Allegro
New Contract for City Opera
Volume CV, No. 12December, 2005
Gail Kruvand
Earlier this year, the New York City Opera orchestra ratified a new four-year agreement, which is in effect from June 1, 2005 through May 31, 2009. Even though the company said it had a deficit of just over $10 million, the negotiating committee still managed to secure modest increases in weekly wages, rehearsal rate, pension and seniority while maintaining hospitalization coverage and guaranteed weeks.
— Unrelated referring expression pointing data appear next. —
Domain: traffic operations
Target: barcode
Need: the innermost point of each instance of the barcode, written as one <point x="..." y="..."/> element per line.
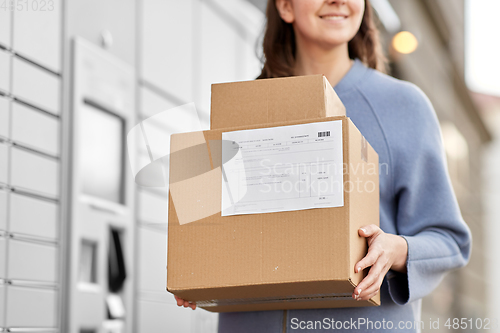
<point x="320" y="134"/>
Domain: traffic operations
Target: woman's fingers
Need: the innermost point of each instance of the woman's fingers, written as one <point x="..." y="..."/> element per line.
<point x="369" y="230"/>
<point x="371" y="257"/>
<point x="182" y="302"/>
<point x="376" y="271"/>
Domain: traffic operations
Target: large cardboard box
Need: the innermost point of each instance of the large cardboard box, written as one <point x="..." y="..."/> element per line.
<point x="272" y="100"/>
<point x="281" y="260"/>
Wages and rehearsal rates in the first six months of the new contract are frozen at the previous year’s rates. A pay raise of 3.6 percent becomes effective this month. Year two brings a 3.3 percent increase in weekly wages and a 4.8 percent increase in the hourly rehearsal rate. With increases of 3.5 percent and 3.7 percent in the third and fourth years, we will achieve a total increase of 14.4 percent in weekly wages over the entire contract. For rehearsals, the total increase over the contract is 16.2 percent. Pension increases to 12.5 percent the fourth year. (The current rate is 11.5 percent.)
While both management and negotiating committee came to the bargaining table without attorneys present, the orchestra had the legal counsel of Susan Martin. This was Martin’s fourth negotiation with the NYCO in a “behind the scenes” role. She was crucial in providing guidance and offering a national perspective.
The negotiating committee was comprised of orchestra members Betsy Anderson, Mike Osrowitz, Frank Santonicola, Mark Shuman and myself. We thank 802 President David Lennon for his direction and support.